In general, hull 110 and topside 150 may be loaded onto vessel 200 in any suitable manner. For example, hull 110 and/or topside 150 may be loaded onto vessel 200 with a heavy lift crane. As another example, hull 110 and/or topside 150 may be loaded onto vessel 200 by ballasting vessel 200 such that deck 201 is sufficiently submerged below the sea surface 103, positioning hull 110 and/or topside 150 over deck 201 (e.g., via floatover or use of a pair of barges positioned on either side of vessel 200), and then deballasting vessel 200. As vessel 200 is deballasted, vessel 200 comes into engagement with hull 110 and/or topside 150, and lifts them out of the water 101. In this embodiment, topside 150 is moveably coupled to a pair of parallel offloading rails 202. Once hull 110 and topside 150 are loaded onto vessel 200, they may be transported offshore with vessel 200. Although hull 110 and topside 150 are shown and described as being transported offshore on the same vessel 200 in this embodiment, it should be appreciated that hull 110 and topside 150 may also be transported offshore on separate vessels (e.g., vessels 200). Further, since hull 110 is net buoyant when chambers 130, 132, 138, 139 are completely filled with air 106, hull 110 may also be floated out to the offshore installation site.

Moving now to FIGS. 8 and 9, at or near the offshore installation site, hull 110 is offloaded from vessel 200. In this embodiment, hull 110 is offloaded by ballasting vessel 200 until deck 201 is disposed sufficiently below the sea surface 103 and buoyant hull 110 floats off and over deck 201. The floating hull 110 is then pulled away from vessel 200 and positioned at the particular installation location in the horizontal orientation as shown in FIG. 10.

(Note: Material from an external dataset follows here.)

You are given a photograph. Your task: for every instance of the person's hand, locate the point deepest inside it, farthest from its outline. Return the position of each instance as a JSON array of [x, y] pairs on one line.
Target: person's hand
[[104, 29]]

Referring now to FIGS. 11 and 12, hull 110 is transitioned from the floating horizontal orientation to an upright, generally vertical orientation. In particular, chambers 130 are filled with fixed ballast 107 using ballast pumps 133 and associated conduits 134. The fixed ballast 107 may be supplied to pumps 133 from an offshore vessel such as vessel 200. Since buoyant chambers 138, 139 are filled with air, sealed and disposed proximal end 120a, as the volume and weight of fixed ballast 107 in each chamber 130 increases, end 110b of hull 110 will begin to swing downward. Once ports 161 of variable ballast chambers 132 become submerged below the sea surface 103, chambers 132 will begin to flood with water 101, 108, thereby further facilitating the rotation of hull 110 to the upright position shown in FIG. 12. The degree of flooding of chambers 132 may be enhanced by allowing air 106 in chambers 132 to vent through conduits 162 by opening valves 166. Water 108 may also be pumped into chambers 132 via conduits 162. With hull 110 generally upright, the overall draft of hull 110 may be managed and adjusted using ballast control systems 160 as previously described to vary the relative volumes of air 106 and water 101, 108 in chambers 132.

Moving now to FIGS. 13 and 14, topside 150 is mounted to hull 110 once it is generally upright and vertical. As shown in FIG. 13, vessel 200 is deballasted and/or hull 110 is ballasted to raise the position of topside 150 relative to upper end 110a of hull 110. Hull 110 may be ballasted by simply venting air 106 from chambers 132 and allowing water 101, 108 to flow into chambers 132 via ports 161. Next, as shown in FIG. 14, vessel 200 and/or hull 110 are maneuvered to position rails 202 on opposite sides of hull 110, and topside 150 is advanced along rails 202 until it is positioned immediately over hull 110. With topside 150 sufficiently positioned over upper end 110a, hull 110 is deballasted and/or vessel 200 is ballasted such that hull 110 moves upward relative to topside 150, engages topside 150, and lifts topside 150 from rails 202, thereby mating topside 150 to hull 110 and forming tower 100. Hull 110 is deballasted by increasing the volume of air 106 and decreasing the volume of water 101, 108 in chambers 132. At this point, tower 100 is net buoyant and may be laterally adjusted or moved to position it over the specific installation site as shown in FIG. 15. Although topside 150 is shown being mounted to upper end 110a of hull 110 via rails 202 in FIGS. 13 and 14, in other embodiments, topside 150 may be mounted to hull 110 using other suitable means. For example, topside 150 may be supported by two spaced barges, hull 110 ballasted, topside 150 maneuvered by the barges over hull 110 with the barges disposed on either side of hull 110, and then hull 110 deballasted to lift topside 150 from the barges.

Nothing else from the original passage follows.